Engaged Religion marak di tahun 1975 ketika kaum Jesuit mengumumkan kepada publik untuk komitmen dalam memperbaiki keadaan sosial masyarakat dan mewujudkan Keadilan Sosial dalam masyarakat (baca: kesalehan sosial) dan tidak hanya mengurusi peribadatan dan dakwah agama (baca: kesalehan pribadi). Sebenarnya jauh sebelum 1975, kaum Jesuit sudah terlibat dalam kegiatan transformasi sosial masyarakat dunia namun secara organisatoris komitmen tersebut baru diumumkan oleh Vatican secara resmi kepada dunia pada tahun 1975. Dalam organisasi keagamaan Buddha, juga dikenal istilah Engaged Buddhisme, yaitu ketika para Biksu tak hanya berhenti pada kehidupan meditasi dan mengejar kehidupan ruhani (kesalehan pribadi) tapi juga secara pro aktif terjun dalam masyarakat untuk memperbaiki keadaan sosial masyarakat dan menjaga kelestarian lingkungan alam.
Dalam Islam sendiri kesalehan pribadi dan kesalehan sosial tak terpisahkan. Itu dapat kita temukan dalam banyak ayat Al-Qur'an yang perintah mendirikan sholat (kesalehan pribadi) diikuti dengan perintah tunaikan zakat (kesalehan sosial). Juga dalam berapa ayat kita temukan kewajiban muslim untuk mewujudkan Keadilan Sosial (seperti dalam surat Al-'Araaf ayat ke-181) dan Melestarikan Lingkungan (seperti dalam surat Ar-Ruum ayat ke-41). Singkatnya, dalam Islam, hubungan Manusia dan Tuhan (kesalehan pribadi) tak boleh menyampingkan hubungan Manusia dengan Manusia (kesalehen sosial).

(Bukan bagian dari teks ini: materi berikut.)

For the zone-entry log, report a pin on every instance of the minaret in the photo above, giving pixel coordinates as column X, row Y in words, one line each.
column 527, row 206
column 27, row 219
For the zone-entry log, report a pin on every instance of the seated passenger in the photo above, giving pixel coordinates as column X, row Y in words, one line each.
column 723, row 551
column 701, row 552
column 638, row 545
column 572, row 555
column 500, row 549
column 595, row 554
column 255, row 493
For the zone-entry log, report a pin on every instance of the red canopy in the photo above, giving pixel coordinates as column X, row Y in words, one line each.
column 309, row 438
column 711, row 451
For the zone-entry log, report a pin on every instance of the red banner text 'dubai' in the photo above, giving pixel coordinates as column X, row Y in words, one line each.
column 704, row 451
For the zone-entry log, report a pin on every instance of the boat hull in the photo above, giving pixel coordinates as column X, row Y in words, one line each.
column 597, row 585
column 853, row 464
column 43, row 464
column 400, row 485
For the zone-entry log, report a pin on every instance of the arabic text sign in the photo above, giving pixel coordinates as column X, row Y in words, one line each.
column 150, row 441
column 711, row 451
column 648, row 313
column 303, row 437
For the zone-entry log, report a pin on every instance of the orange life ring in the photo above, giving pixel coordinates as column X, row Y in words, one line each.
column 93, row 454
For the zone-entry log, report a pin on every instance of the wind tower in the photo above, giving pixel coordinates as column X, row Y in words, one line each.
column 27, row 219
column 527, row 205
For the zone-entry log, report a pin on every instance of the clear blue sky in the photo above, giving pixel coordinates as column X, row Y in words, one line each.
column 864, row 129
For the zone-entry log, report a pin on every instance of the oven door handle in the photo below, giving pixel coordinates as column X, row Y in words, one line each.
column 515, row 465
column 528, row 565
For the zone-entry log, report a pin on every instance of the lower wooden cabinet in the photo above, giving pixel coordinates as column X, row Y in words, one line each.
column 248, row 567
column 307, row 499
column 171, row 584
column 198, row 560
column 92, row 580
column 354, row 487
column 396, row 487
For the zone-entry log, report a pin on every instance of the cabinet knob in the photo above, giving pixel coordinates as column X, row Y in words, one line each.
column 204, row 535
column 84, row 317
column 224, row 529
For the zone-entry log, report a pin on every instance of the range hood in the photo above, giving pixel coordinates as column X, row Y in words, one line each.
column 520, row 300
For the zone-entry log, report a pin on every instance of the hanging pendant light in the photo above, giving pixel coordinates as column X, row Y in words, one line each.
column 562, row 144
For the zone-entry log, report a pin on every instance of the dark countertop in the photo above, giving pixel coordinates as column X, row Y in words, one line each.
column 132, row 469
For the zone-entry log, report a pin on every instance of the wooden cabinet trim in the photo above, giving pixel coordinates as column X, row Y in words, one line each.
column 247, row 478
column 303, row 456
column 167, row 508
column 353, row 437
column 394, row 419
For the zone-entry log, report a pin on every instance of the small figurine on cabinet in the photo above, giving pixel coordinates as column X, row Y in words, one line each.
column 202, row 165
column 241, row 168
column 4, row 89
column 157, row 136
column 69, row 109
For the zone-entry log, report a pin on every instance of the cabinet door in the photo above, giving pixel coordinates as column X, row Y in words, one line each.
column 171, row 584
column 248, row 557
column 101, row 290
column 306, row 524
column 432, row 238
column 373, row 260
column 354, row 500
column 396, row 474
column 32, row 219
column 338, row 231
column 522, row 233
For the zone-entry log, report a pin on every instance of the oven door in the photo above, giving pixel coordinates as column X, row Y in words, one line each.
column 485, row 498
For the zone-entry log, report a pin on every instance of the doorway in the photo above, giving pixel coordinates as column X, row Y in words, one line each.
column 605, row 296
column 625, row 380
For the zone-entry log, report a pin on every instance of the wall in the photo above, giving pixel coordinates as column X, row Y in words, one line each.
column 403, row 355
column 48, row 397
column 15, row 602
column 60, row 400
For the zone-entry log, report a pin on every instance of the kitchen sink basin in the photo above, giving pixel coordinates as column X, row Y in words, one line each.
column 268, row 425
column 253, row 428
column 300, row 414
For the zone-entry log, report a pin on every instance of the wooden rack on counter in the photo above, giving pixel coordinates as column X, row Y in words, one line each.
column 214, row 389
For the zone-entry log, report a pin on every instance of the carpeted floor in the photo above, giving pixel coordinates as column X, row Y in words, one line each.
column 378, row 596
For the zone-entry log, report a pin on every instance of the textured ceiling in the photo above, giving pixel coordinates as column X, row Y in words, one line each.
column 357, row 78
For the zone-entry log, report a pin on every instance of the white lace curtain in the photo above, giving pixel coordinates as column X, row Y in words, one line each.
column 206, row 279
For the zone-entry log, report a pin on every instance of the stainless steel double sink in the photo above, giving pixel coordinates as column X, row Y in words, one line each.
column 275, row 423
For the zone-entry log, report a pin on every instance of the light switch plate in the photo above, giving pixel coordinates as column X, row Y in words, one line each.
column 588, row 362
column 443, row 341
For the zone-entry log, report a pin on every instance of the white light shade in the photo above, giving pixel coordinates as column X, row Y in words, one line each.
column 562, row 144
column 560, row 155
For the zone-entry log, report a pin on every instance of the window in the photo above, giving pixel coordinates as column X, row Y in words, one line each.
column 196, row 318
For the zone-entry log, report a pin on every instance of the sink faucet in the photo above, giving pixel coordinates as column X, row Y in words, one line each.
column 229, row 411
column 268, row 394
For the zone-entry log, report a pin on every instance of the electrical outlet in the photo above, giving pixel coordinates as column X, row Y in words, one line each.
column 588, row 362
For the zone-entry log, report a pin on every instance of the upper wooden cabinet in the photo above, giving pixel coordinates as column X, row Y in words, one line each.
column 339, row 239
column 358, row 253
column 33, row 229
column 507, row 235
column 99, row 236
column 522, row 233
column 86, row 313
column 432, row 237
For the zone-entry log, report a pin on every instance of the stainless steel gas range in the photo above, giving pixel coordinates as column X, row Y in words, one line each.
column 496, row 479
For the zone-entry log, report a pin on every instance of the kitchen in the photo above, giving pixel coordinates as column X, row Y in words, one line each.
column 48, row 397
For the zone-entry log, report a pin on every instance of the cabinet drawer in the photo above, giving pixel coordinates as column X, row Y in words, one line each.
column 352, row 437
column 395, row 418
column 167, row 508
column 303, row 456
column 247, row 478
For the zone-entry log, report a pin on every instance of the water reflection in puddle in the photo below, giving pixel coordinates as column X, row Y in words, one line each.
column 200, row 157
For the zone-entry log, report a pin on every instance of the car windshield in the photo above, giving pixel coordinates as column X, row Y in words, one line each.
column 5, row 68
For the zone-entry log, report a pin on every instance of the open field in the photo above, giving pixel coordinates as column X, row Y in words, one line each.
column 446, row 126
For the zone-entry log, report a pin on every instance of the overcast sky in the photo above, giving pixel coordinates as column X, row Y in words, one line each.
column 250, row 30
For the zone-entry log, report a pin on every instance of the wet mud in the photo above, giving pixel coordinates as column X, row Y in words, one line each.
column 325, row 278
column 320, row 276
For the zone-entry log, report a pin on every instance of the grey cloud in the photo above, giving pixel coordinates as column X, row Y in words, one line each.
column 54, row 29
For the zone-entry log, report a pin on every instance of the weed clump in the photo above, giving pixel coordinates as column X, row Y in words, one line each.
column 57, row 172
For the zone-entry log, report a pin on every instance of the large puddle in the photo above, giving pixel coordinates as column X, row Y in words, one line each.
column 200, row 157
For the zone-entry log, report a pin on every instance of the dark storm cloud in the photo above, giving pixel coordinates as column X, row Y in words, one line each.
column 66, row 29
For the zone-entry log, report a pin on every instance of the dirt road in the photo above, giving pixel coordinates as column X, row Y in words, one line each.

Atau kalau boleh di-rumus-kan:
"Tiada sempurna Kesalehan Pribadi tanpa diikuti Kesalehan Sosial;
Dan tiada sempurna Kesalehan Sosial tanpa disertai Kesalehan Pribadi."
Atau kalau dibahasakan dalam simbol-simbol kiasan halus Konfusius:
Langit kosong tanpa Bumi
Bumi tiada tanpa Langit
( Yos W Hadi, 2011 )
Intinya, apapun ibadah dan pengamalan agama kita tiada sempurna (kosong/tiada berarti) bila mengabaikan dimensi kepedulian sosial yang membumi itulah Engaged Religion.
يَا أَيُّهَا الَّذِينَ آمَنُوا كُونُوا قَوَّامِينَ بِالْقِسْطِ شُهَدَاءَ لِلَّهِ وَلَوْ عَلَى أَنْفُسِكُمْ أَوِ الْوَالِدَيْنِ وَالأقْرَبِينَ إِنْ يَكُنْ غَنِيًّا أَوْ فَقِيرًا فَاللَّهُ أَوْلَى بِهِمَا فَلا تَتَّبِعُوا الْهَوَى أَنْ تَعْدِلُوا وَإِنْ تَلْوُوا أَوْ تُعْرِضُوا فَإِنَّ اللَّهَ كَانَ بِمَا تَعْمَلُونَ خَبِيرًا
" Wahai orang-orang yang beriman, jadilah kamu orang yang benar-benar penegak keadilan (moral dan sosial), menjadi saksi karena Allah biarpun terhadap dirimu sendiri atau ibu bapa dan kaum kerabatmu. Jika ia kaya ataupun miskin, maka Allah lebih tahu kemaslahatannya. Maka janganlah kamu mengikuti hawa nafsu karena ingin menyimpang dari kebenaran. Dan jika kamu memutar balikkan (kata-kata) atau enggan menjadi saksi, maka sesungguhnya Allah adalah Maha Mengetahui segala apa yang kamu kerjakan."